Vincent Rousseau 7 min de lecture

Jean-Pascal Zadi a construit une filmographie très ouverte, entre documentaire, long-métrage indépendant, télévision, web-série et série grand public. Il alterne souvent les casquettes d’acteur, de réalisateur, de scénariste, de producteur ou d’animateur. Le plus simple est donc de lire son parcours par formats, en distinguant ses œuvres réalisées de celles où il apparaît seulement à l’écran.

Les œuvres à repérer en priorité dans sa filmographie

Voici un premier repère pour situer les principaux films, séries et programmes liés à Jean-Pascal Zadi. Certaines œuvres le placent au premier plan, d’autres appartiennent à ses débuts plus indépendants, marqués par le rap, l’autoproduction et des formats courts. Ce tableau permet de voir rapidement l’année, le format et son rôle sur chaque projet.
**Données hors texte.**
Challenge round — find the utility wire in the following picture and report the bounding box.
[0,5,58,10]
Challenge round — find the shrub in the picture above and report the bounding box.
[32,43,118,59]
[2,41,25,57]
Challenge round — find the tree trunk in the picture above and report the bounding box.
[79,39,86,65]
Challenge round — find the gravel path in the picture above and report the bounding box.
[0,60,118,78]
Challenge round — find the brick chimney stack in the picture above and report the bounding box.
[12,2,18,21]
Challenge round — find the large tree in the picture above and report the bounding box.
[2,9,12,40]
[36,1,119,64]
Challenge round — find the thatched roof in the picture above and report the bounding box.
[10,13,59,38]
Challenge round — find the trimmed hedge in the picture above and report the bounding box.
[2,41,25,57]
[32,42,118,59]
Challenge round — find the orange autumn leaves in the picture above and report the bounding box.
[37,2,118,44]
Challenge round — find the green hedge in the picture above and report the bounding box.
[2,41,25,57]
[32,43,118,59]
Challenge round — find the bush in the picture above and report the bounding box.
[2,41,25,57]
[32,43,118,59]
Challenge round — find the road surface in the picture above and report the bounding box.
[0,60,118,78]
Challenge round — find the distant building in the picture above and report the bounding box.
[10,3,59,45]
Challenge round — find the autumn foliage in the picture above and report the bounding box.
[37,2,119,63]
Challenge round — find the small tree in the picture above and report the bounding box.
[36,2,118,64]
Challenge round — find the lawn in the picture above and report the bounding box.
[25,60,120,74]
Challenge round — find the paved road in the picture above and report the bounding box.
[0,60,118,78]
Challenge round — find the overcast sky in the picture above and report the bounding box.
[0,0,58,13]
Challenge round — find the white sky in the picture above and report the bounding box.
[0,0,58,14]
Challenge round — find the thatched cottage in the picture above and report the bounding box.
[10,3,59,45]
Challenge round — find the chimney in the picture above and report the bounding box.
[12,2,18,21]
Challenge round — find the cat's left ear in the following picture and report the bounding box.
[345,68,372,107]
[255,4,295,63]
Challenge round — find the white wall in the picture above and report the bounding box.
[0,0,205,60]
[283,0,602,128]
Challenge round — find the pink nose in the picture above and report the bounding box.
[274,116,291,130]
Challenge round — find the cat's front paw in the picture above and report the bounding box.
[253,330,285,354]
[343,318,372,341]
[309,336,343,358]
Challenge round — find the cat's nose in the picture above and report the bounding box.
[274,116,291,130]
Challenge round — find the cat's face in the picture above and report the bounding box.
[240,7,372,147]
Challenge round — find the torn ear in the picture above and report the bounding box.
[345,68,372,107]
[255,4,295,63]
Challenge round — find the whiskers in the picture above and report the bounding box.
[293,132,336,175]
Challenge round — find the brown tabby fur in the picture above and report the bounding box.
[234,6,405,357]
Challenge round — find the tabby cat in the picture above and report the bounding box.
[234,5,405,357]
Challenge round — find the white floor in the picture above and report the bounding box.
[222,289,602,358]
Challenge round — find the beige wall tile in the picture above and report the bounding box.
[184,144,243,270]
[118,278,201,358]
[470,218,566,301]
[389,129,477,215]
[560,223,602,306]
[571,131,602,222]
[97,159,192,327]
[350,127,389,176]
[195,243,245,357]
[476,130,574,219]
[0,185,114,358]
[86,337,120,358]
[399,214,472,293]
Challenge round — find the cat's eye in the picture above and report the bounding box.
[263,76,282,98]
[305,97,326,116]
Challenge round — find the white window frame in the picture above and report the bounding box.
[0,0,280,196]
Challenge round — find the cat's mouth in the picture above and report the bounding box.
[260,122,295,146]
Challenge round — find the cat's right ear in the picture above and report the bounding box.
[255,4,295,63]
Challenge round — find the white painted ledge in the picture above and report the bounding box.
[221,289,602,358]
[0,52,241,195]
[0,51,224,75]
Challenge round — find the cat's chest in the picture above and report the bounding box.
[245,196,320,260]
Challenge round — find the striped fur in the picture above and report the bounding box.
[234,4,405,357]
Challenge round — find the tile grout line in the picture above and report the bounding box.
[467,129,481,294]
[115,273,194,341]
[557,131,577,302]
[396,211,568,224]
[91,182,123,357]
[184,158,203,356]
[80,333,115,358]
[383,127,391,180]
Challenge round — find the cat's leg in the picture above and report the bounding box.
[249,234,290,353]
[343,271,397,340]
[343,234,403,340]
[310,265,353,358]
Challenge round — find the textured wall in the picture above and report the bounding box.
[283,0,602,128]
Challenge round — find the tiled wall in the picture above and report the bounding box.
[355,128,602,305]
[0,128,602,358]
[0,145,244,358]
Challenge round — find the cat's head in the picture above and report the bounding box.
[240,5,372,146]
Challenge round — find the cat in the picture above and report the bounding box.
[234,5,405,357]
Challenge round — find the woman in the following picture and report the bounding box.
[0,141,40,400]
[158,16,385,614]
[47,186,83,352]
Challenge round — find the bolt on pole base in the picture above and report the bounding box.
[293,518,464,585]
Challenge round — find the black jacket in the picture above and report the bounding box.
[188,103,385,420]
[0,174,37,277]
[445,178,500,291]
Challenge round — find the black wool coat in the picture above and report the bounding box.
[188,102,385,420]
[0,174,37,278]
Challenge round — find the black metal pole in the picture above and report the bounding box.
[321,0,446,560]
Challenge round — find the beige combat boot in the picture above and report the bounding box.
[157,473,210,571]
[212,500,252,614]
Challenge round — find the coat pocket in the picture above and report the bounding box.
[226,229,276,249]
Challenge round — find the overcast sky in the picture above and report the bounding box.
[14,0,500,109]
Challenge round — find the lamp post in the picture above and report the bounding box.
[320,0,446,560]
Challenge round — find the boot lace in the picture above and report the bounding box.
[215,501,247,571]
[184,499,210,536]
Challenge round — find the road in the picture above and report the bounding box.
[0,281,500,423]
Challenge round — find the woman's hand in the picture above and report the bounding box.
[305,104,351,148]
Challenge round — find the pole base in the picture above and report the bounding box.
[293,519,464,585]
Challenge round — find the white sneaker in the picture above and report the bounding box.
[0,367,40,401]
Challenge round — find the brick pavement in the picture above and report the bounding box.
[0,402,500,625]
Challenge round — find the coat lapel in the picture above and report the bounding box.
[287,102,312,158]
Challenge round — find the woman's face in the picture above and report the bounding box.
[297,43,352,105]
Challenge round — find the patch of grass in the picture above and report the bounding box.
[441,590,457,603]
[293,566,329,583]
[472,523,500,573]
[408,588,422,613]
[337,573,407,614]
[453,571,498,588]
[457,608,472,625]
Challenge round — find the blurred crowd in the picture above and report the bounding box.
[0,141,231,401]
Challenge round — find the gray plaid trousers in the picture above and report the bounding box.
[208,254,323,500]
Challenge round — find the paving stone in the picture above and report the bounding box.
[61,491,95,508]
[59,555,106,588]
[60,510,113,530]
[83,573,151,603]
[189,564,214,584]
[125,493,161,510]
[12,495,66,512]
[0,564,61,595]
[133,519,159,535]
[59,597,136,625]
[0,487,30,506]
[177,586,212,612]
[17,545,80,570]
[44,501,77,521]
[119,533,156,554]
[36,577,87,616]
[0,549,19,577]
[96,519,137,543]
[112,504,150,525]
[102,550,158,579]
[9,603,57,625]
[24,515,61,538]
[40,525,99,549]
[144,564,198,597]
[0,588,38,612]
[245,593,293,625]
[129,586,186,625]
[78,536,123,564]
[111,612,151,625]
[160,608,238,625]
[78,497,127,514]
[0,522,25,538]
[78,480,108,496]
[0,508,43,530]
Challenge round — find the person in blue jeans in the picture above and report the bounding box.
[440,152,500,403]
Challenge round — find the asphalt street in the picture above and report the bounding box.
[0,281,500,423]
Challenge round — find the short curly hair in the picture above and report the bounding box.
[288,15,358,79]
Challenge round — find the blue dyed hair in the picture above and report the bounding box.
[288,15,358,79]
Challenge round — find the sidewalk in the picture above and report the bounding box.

Chronologie des films et séries TV avec Jean-Pascal Zadi, de ses débuts indépendants à En place
Chronologie des films et séries TV avec Jean-Pascal Zadi, de ses débuts indépendants à En place
Année Œuvre Format Implication de Jean-Pascal Zadi Repère de diffusion
2005 Des halls aux bacs Documentaire Réalisateur Parcours vidéo et musical
2008 Cramé Film Réalisateur, producteur Production indépendante
2010 African Gangster Film Réalisateur Sortie vidéo directe
2011 Sans pudeur ni morale Film Réalisateur Production à très petit budget
2012 African Dream Documentaire Réalisateur Diffusion liée au parcours audiovisuel
2013 Before du Grand Journal Télévision Chroniqueur Canal+
2017 #LesBayezer Mini-débats Animateur / intervenant Formats web et télé
2017 Craignos Web-série Créateur / interprète selon les épisodes France.tv
2018 Débattle Émission Animateur Mouv’
2020 Tout simplement noir Film Co-réalisateur, co-scénariste, acteur principal Selon catalogues VOD et TV
2023 En place Série Créateur, co-scénariste, acteur principal Netflix

Le versant réalisateur : des films bricolés, politiques et très indépendants

Cramé : premier long-métrage et logique de débrouille

Sorti en 2008, Cramé marque l’entrée de Jean-Pascal Zadi dans le long-métrage. Le film repose sur une idée simple et très concrète : un personnage doit rembourser 7 000 euros en une journée. Ce point de départ correspond bien à son cinéma de départ, direct, nerveux et lié à des réalités sociales faciles à saisir.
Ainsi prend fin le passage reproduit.